Berlin, 08. Apr (Reuters) - Das Bundesfinanzministerium sieht angesichts der weiter hohen Spritpreise keinen Grund für eine Entwarnung. Man begrüße die Waffenruhe im Iran-Krieg, sagte ein Sprecher des Finanzministeriums am Mittwoch in Berlin. "Die Lage ist weiterhin volatil, die bisherigen Auswirkungen des Krieges sind enorm", fügte er hinzu. "Deswegen beobachten wir weiter die Lage sehr aufmerksam und prüfen auch weiterhin Maßnahmen für gezielte Entlastungen, insbesondere der Pendlerinnen und Pendler, von kleinen Unternehmen und von Familien." Dazu stehe man mit anderen Ressorts innerhalb der Bundesregierung im Austausch.

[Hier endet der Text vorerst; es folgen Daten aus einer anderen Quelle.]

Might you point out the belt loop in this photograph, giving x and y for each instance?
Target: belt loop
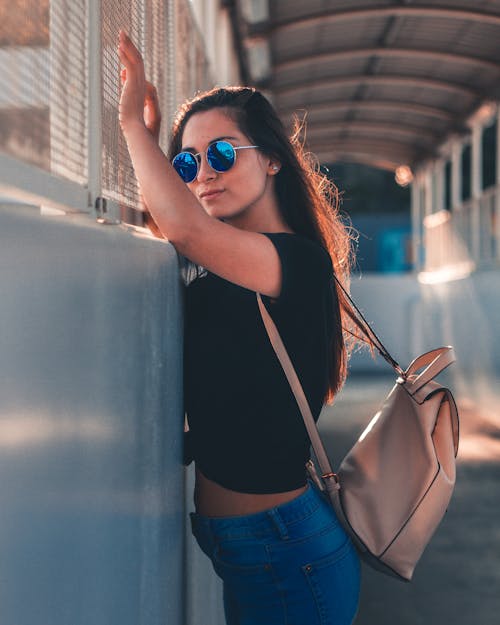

Finanzminister Lars Klingbeil (SPD) hatte anders als Kanzler Friedrich Merz und Wirtschaftsministerin Katherina Reiche (beide CDU) auch eine Übergewinnsteuer für Mineralölkonzerne ins Gespräch gebracht. Klingbeil hatte die EU-Kommission zusammen mit vier EU-Kollegen aufgefordert, eine solche Abgabe auf überhöhte Gewinne zu prüfen und vorzubereiten. Wie eine solche Abgabe im Detail aussehen könne, müsse die EU-Kommission sagen.
Ein Sprecher des Wirtschaftsministeriums sagte, dass das Paket mit einer Schärfung der Rechte des Kartellamts wirke.